Women who have children out of an extramarital relationship are less likely to marry when compared to other single women of their age. But even if they do marry, their husbands tend to be less well-matched, in terms of age and educational background.
The data for the study was collected from a population of 102, 722 women aged 18 to 34. The study showed that single mothers were less likely than childless women to marry a man with at least some college education, suggesting that an improvement in their economic prospects is very unlikely.
The results point out that an unmarried mother was more likely to marry a man who was significantly older - at least six years older - than she. Overall, the results show that women who bear children out of wedlock do not fare well in the marriage market.
Unwed mothers are disadvantaged economically. They are far more likely to live below the poverty line than married women. Over one-third of female-headed families with children live in poverty compared to only 6 percent of married couples with children.
"Most unwed mothers want to have a satisfying marriage and family, but have significant obstacles to finding a good mate," according to the researchers.

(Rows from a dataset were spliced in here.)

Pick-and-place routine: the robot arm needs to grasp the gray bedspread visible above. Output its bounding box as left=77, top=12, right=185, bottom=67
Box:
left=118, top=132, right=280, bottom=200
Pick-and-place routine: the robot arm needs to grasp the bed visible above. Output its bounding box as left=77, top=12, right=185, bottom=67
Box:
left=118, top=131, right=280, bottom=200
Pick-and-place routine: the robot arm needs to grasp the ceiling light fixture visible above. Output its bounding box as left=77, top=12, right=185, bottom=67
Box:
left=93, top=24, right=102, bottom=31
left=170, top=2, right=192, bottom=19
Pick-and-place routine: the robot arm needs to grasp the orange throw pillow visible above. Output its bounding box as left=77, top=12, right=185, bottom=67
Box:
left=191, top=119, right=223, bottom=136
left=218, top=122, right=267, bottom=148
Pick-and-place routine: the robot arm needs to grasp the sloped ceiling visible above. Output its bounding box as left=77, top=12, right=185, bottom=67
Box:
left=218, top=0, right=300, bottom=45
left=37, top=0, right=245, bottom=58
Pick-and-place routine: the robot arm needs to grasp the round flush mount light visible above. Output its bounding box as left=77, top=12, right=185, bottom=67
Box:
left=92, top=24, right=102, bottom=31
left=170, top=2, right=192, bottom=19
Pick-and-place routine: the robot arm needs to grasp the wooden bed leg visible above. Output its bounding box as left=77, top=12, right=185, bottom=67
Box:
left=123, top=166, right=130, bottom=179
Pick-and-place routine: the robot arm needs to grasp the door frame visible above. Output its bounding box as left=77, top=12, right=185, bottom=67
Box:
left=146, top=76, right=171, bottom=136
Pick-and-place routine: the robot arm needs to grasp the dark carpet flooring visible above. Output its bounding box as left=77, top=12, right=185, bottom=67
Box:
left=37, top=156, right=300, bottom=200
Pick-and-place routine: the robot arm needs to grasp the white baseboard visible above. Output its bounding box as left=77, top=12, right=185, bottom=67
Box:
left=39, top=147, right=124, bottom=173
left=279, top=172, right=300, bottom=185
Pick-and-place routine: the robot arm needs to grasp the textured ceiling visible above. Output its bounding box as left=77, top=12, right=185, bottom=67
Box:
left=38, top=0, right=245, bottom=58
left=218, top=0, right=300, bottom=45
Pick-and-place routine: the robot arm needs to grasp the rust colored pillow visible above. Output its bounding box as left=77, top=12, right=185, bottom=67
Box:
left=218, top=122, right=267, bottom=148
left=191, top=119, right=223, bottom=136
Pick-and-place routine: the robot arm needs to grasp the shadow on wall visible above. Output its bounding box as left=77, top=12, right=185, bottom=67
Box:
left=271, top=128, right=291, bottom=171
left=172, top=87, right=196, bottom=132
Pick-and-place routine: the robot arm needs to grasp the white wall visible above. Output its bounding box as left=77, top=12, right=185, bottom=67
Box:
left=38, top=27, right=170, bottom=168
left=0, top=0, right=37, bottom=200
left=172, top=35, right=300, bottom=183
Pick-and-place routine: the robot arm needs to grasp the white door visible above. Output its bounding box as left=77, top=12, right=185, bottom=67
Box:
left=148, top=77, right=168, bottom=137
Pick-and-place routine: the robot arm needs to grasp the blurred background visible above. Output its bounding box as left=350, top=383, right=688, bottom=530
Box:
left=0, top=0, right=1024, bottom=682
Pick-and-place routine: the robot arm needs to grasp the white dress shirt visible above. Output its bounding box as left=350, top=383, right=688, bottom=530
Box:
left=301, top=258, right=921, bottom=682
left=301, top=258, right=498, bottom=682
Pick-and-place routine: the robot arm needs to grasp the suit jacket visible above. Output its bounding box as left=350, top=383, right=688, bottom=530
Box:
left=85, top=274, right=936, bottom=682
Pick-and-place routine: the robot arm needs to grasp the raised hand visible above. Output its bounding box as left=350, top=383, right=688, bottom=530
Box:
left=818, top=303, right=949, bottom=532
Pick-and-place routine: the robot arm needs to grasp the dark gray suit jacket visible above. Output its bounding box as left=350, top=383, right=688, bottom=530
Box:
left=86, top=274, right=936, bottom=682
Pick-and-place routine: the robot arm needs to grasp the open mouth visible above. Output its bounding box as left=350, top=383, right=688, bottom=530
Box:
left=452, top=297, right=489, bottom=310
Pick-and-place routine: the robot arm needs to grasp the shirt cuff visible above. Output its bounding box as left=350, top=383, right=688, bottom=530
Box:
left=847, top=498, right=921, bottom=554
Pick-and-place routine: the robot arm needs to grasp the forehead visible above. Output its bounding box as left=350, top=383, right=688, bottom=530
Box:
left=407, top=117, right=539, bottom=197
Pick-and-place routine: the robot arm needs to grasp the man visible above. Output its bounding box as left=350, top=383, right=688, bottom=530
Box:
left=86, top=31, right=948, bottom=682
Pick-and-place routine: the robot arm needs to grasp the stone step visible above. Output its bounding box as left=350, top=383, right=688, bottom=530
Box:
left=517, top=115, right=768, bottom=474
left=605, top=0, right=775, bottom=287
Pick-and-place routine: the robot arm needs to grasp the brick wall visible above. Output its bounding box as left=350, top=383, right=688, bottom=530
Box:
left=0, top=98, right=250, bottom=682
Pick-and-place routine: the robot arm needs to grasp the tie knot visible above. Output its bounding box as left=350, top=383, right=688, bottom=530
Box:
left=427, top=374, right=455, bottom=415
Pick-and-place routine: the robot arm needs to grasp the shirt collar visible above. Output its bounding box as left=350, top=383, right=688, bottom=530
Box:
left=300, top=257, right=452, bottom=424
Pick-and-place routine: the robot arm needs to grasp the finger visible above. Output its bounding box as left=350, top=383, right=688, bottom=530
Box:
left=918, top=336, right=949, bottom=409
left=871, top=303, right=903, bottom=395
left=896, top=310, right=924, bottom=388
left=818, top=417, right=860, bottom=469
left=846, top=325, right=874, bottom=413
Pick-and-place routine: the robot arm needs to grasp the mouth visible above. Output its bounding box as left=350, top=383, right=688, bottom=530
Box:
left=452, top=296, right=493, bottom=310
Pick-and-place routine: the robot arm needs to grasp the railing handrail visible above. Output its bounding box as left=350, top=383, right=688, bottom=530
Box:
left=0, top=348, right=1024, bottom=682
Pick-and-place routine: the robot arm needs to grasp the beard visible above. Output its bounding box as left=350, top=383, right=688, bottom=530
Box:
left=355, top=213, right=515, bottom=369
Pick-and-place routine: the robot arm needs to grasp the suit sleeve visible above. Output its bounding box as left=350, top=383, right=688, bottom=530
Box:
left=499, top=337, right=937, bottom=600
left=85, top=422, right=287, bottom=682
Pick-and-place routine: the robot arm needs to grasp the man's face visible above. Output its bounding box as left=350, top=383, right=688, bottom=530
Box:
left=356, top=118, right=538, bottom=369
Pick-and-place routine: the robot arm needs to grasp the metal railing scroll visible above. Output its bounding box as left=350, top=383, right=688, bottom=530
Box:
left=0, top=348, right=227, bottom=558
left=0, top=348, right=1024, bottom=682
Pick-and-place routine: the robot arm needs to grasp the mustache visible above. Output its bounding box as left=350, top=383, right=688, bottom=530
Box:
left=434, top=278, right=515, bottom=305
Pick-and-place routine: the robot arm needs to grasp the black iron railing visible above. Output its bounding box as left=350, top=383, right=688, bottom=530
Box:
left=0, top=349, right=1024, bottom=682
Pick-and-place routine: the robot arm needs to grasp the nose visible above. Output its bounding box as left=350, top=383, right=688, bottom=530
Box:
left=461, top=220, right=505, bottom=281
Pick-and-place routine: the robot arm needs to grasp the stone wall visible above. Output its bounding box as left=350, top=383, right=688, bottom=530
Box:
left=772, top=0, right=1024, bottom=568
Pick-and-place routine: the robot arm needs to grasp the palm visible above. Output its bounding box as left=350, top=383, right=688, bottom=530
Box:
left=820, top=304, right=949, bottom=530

As a result, federal and state governments need to consider carefully regarding the design of marriage promotion programs. Such programs may be helpful, but only if they tackle the issue of out-of-wedlock childbearing and address the economic disadvantages of these women and their potential partners.
Government efforts to reduce out-of-wedlock childbearing and provide employment and education opportunities for low-income men and women may have the indirect and long-term benefit of encouraging better matched and therefore more healthy and stable marriages.